The whole process is divided into two steps: Tool Recognition and Phase Recognition.
Tool usage signals can be used to generate more discriminative features for phase recognition. The aim of tool recognition is to capture information (e.g. motion/orientation of the tools) and visual cues (e.g. lighting/color) to potentially improve phase recognition. In addition to helping phase detection, the tool detection task itself is an interesting problem because it can be used in other applications, like to automatically index a surgical video database by labeling the tool present in the videos. Here we have used ResNet-152 architecture towards multi-label classification in 7 tool classes.
Various types of features have been used to carry out the phase recognition task like binary tool usage signals. However, these features are typically obtained through a manual annotation process, which is cumbersome. Another feature type that is typically used is visual features, such as pixel values, the combination of features (color, texture, and shape) which are handcrafted. Due to this, possible significant characteristics of images are lost.

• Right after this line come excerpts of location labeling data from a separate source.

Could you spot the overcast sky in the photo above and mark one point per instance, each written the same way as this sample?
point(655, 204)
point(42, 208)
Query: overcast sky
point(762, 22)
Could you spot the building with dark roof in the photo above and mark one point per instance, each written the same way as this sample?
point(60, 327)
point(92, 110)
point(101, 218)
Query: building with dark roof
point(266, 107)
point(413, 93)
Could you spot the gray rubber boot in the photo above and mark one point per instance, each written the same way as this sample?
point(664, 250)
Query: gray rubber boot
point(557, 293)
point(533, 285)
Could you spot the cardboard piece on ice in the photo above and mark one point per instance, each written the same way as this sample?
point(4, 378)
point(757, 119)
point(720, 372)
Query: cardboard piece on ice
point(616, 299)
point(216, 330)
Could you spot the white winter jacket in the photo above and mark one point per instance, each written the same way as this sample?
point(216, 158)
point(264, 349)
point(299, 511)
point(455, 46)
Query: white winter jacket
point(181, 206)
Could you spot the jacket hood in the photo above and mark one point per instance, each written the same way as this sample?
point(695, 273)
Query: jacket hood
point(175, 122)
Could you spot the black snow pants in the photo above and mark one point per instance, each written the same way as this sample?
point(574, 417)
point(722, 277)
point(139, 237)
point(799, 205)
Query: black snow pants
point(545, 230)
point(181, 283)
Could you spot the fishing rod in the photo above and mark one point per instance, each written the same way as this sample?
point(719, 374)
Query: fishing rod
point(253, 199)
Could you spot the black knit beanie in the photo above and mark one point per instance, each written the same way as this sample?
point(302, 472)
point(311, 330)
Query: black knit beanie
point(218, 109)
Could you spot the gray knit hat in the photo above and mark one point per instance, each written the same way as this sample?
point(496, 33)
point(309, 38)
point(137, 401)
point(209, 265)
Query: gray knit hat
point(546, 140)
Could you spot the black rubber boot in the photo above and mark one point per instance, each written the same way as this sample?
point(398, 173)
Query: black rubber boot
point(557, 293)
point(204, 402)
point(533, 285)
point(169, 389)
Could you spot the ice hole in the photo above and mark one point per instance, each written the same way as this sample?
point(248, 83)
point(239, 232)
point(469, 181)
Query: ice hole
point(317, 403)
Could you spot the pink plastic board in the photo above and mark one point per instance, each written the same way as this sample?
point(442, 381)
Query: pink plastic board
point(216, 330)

We plan to learn inherent visual features from surgical videos using ResNet-152 because they have dramatically improved the results for various image recognition tasks in recent years. Also, it is better to automatically learn the features from laparoscopic videos because of the visual challenges like non-static camera, which make it difficult to design suitable features.
In feature extraction, the model learned in tool detection will be used to produce image features that will feed to the phase recognition task for multi-class phase classification. For phase recognition, since the data is temporal, we decided to pursue recurrent neural networks approach as mentioned in [9] and decided on testing RNN, GRU and LSTM architectures. Out of these three, GRU ended up with best results.